Vainement un roman d’Hermann Grimm : Puissances invincibles, révélé ici même par Saint-René Taillandier, laissait-il transparaître les liens qui rattachaient à la Prusse les États de l’Allemagne du Sud. Et vainement Richard Bœckh, le fils du célèbre helléniste, expliquait-il, en un long ouvrage, que « l’esprit allemand ne pourrait, sans avilissement, voir se continuer l’union de l’Alsace-Lorraine, partie importante de la nation allemande, avec un État étranger, si la France ne rendait à la langue allemande en Alsace ses anciens privilèges de langue nationale. » Vainement aussi Santallier, le fondateur de l’Union havraise de la paix, racontait-il les méfiances à demi invincibles qu’il avait rencontrées en Allemagne : « C’est là, écrivait-il, que nous avons de la peine à prendre pied : on craint en Allemagne que notre Union ne soit une œuvre dans l’intérêt de la France ; » et vainement laissait-il entendre que les rares adhésions qu’il avait recueillies dans la presse badoise avaient peut-être récompensé ses efforts, mais non point dissipé sa tristesse.

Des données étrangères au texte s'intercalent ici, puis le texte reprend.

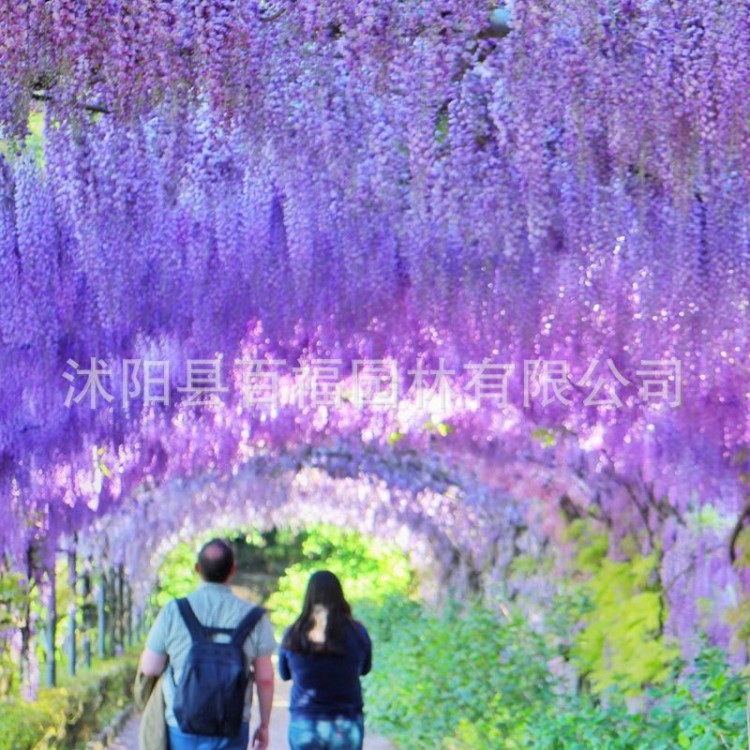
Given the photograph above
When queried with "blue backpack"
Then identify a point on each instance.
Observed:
(210, 697)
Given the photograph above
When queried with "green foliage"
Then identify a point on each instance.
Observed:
(620, 645)
(369, 570)
(13, 601)
(471, 679)
(70, 714)
(621, 609)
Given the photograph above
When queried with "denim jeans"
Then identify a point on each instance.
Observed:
(178, 740)
(343, 733)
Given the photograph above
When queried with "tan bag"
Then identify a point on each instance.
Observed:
(149, 698)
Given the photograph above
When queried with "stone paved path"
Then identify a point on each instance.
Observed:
(128, 738)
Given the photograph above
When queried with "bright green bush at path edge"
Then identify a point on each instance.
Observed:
(70, 714)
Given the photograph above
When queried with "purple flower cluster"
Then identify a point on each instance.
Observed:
(376, 179)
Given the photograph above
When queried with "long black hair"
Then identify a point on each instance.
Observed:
(324, 589)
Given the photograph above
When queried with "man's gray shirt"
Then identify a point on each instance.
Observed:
(215, 606)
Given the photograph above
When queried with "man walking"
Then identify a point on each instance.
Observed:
(207, 699)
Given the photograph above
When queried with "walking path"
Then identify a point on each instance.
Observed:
(128, 738)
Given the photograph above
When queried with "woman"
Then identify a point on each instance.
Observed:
(324, 653)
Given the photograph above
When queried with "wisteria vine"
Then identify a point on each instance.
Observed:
(387, 180)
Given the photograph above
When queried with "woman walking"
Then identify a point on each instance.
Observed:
(324, 653)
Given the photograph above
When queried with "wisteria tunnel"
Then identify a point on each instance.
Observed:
(453, 274)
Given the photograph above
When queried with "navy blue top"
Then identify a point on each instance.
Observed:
(326, 686)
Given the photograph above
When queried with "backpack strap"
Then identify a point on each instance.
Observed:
(197, 631)
(243, 630)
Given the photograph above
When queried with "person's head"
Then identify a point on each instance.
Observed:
(216, 562)
(323, 590)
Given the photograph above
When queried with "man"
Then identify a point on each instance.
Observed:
(215, 606)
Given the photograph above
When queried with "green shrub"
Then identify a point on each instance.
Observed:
(471, 679)
(72, 713)
(370, 571)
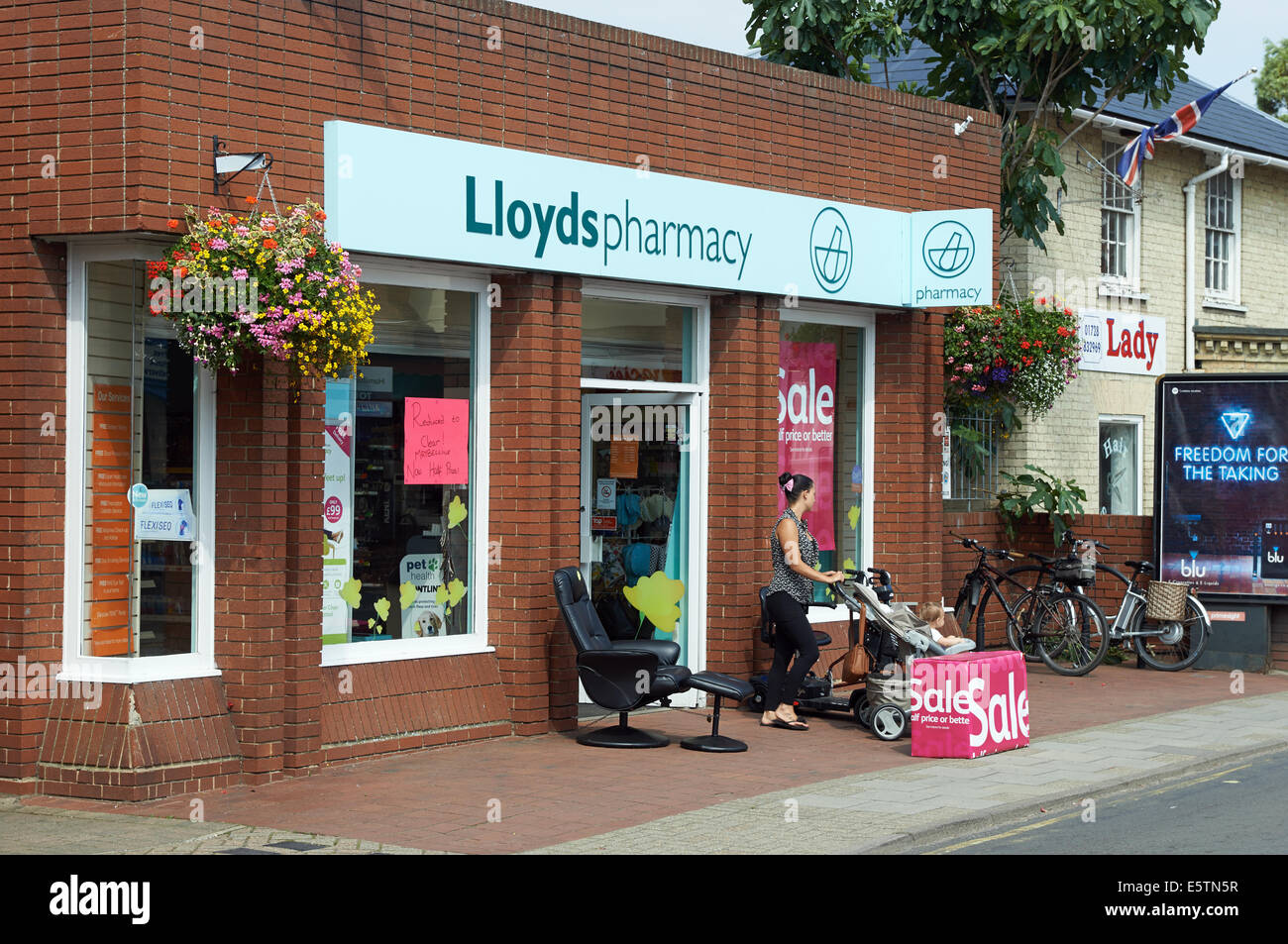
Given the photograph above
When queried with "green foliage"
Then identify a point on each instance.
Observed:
(829, 37)
(1271, 82)
(969, 450)
(1009, 357)
(1039, 492)
(1030, 62)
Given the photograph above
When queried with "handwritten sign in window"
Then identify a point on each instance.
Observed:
(436, 450)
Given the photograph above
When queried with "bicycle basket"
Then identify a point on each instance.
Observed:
(1074, 572)
(1164, 601)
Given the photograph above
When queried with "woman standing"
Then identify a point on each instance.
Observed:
(795, 556)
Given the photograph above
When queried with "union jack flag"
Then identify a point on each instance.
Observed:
(1142, 149)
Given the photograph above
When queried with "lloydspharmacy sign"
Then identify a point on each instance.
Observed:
(417, 194)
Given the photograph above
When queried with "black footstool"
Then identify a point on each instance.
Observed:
(721, 686)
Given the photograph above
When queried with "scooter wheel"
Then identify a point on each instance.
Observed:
(889, 723)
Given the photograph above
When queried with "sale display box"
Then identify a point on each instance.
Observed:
(969, 704)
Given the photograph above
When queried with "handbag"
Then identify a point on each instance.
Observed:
(857, 664)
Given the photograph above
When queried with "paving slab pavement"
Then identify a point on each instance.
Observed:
(553, 794)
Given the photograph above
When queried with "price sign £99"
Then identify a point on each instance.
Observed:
(437, 437)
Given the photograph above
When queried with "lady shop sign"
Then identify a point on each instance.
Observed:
(806, 408)
(1122, 343)
(969, 704)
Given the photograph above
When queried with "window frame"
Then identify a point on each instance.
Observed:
(1233, 294)
(1128, 282)
(137, 669)
(699, 420)
(1138, 423)
(849, 316)
(410, 271)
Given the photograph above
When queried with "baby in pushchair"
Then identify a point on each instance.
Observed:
(894, 638)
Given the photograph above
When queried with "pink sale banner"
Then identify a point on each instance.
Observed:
(806, 429)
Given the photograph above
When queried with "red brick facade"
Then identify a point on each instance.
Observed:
(108, 120)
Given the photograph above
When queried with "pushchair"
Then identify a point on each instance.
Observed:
(894, 638)
(893, 635)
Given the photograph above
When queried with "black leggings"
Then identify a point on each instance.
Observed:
(793, 634)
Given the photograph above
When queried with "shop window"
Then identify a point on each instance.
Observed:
(820, 416)
(1120, 467)
(635, 340)
(142, 487)
(395, 517)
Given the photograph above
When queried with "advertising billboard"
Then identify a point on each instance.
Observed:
(1223, 465)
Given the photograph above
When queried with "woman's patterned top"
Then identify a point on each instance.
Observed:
(800, 586)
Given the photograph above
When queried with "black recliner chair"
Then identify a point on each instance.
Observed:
(612, 670)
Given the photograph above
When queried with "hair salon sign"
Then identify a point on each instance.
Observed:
(1122, 343)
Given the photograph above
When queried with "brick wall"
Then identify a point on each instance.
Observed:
(108, 130)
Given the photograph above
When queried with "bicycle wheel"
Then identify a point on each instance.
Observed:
(992, 620)
(1072, 636)
(1175, 646)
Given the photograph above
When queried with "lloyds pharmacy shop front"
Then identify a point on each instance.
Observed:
(655, 391)
(574, 365)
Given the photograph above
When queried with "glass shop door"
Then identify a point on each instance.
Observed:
(638, 462)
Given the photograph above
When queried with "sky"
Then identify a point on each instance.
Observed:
(1234, 43)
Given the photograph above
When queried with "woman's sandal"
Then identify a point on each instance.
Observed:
(798, 725)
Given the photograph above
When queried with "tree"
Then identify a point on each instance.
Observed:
(1271, 84)
(1030, 62)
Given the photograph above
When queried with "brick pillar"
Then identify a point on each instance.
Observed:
(250, 559)
(33, 459)
(742, 475)
(535, 483)
(303, 672)
(909, 509)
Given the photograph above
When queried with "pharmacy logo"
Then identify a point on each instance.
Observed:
(948, 249)
(1235, 423)
(831, 250)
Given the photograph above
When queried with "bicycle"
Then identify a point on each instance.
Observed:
(1171, 647)
(1065, 630)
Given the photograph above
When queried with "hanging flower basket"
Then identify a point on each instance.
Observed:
(1012, 355)
(265, 284)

Lors même que M. Stoffel et lors même que M. Lefebvre de Béhaine eussent mis l’opposition en tiers dans les anxieux propos qu’ils tenaient au gouvernement impérial, l’opposition qui, dans la suite, accusa le second Empire de ne les avoir pas entendus, eût été la première à refuser de les écouter. Il semblait que certaines oreilles demeurassent volontairement rétives.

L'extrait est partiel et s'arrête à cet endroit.